The Jamaica Deposit Insurance Corporation (JDIC) says it’s looking to implement newer protection mechanisms to minimise the potential occurrence and impact of financial crises during fiscal year 2024/25 as it projects net surplus of J$4.34 billion and a deposit insurance fund balance of J$45.36 billion.

Implementation of these and other globally-compliant reforms is among the entity’s programmed activities for the period.

The interventions also include establishing protection schemes for non-deposit-taking financial institutions, financial consumer protection, and financial inclusion strategies.

Other targeted engagements to minimise the occurrence and impact of financial crises include liquidity, capital adequacy, macro prudential regulations, crises management, and effective resolution frameworks for financial institutions.

Details of these and other activities are contained in the Jamaica Public Bodies Estimates of Revenue and Expenditure for the Year ending March 2025.

Meanwhile, the JDIC will collaborate with other financial system safety net (FSSN) partners in relation to ongoing enhancement of the financial system regulatory framework, which remains a priority for the Government. This is to bolster financial system soundness and public confidence.

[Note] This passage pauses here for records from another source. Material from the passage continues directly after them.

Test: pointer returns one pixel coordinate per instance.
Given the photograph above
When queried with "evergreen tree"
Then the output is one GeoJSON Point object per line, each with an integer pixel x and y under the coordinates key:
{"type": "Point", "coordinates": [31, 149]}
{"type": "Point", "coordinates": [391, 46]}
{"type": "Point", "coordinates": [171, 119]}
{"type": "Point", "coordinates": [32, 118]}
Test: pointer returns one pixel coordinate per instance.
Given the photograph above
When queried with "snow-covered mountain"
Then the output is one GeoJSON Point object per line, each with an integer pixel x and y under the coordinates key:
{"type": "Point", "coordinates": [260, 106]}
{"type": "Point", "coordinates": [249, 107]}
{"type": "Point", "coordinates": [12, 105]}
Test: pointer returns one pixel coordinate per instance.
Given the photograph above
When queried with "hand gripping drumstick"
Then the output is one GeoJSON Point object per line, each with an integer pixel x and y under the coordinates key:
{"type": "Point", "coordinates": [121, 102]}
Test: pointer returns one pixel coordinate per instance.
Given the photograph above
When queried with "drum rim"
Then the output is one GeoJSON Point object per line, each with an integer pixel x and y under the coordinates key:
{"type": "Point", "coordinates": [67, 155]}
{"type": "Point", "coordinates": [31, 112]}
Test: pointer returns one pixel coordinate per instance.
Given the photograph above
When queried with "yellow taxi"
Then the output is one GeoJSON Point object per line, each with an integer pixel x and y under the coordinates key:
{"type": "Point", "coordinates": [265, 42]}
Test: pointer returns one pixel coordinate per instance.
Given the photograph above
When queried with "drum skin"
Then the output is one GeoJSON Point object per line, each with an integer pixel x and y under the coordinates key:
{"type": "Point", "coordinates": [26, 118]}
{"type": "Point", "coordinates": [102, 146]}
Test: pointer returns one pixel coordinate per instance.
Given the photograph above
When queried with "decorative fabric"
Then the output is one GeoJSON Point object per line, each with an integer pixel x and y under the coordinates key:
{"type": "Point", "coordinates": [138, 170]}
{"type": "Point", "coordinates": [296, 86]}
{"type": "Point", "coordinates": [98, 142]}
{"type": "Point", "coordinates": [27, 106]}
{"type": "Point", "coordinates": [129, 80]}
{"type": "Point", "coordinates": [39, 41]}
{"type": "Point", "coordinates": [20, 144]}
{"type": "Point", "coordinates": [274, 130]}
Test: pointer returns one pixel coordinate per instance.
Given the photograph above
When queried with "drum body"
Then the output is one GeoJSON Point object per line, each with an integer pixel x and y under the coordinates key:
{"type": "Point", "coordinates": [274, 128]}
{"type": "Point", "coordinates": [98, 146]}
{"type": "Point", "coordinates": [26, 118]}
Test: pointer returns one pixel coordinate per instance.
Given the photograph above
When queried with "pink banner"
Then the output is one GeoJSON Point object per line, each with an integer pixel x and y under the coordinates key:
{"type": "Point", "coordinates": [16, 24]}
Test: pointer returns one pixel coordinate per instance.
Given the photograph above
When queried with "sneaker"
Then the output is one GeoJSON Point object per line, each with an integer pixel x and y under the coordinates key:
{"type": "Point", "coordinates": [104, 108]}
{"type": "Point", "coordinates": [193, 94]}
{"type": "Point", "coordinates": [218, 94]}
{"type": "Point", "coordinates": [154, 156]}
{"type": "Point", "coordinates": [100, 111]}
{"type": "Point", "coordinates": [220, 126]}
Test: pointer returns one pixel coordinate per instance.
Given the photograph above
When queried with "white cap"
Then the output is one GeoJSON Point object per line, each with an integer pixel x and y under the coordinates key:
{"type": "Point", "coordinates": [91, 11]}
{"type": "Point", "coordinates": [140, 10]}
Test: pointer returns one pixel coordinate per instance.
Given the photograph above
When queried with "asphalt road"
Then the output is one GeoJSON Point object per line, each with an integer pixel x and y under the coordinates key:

Accordingly, FSSN members are pursuing several initiatives to improve the regulatory and supervisory framework for the financial sector as well as financial consumer protection mechanisms, consistent with the Government’s ongoing economic reform programme to align with international best practice standards.

The JDIC will also be looking to enhance the frameworks and structures to improve data protection and monitor developments in digital financial solution products and services offered by deposit-taking institutions (DTIs) and non-DTIs, and emerging sector trends to ensure appropriate policy responses.

Additionally, the JDIC will be pursuing the implementation of guidelines for standard record-keeping requirements for all policyholders.

The corporation will further develop guidelines and other appropriate policies and procedures in relation to its role as trustee/liquidator and resolution administrator under the Financial Institutions Resolution Act.

Other scheduled engagements include managing policyholders’ admission, monitoring and risk assessment, and enhancing public education and awareness by disseminating information on the Deposit Insurance Scheme (DIS) through school programmes, online training for policyholders, and public fora.

According to the Public Bodies Estimates, the JDIC will continue to manage the DIS to provide insurance against the loss of deposits held in DTIs.

The JDIC was established in accordance with the Deposit Insurance Act, 1998 and commenced operations on August 31, 1998.

This entity is one of the Financial System Safety Network partners, with a mandate to manage a scheme to provide insurance against the loss of deposits held in insured financial institutions, up to a maximum of J$1.2 million per depositor in each institution.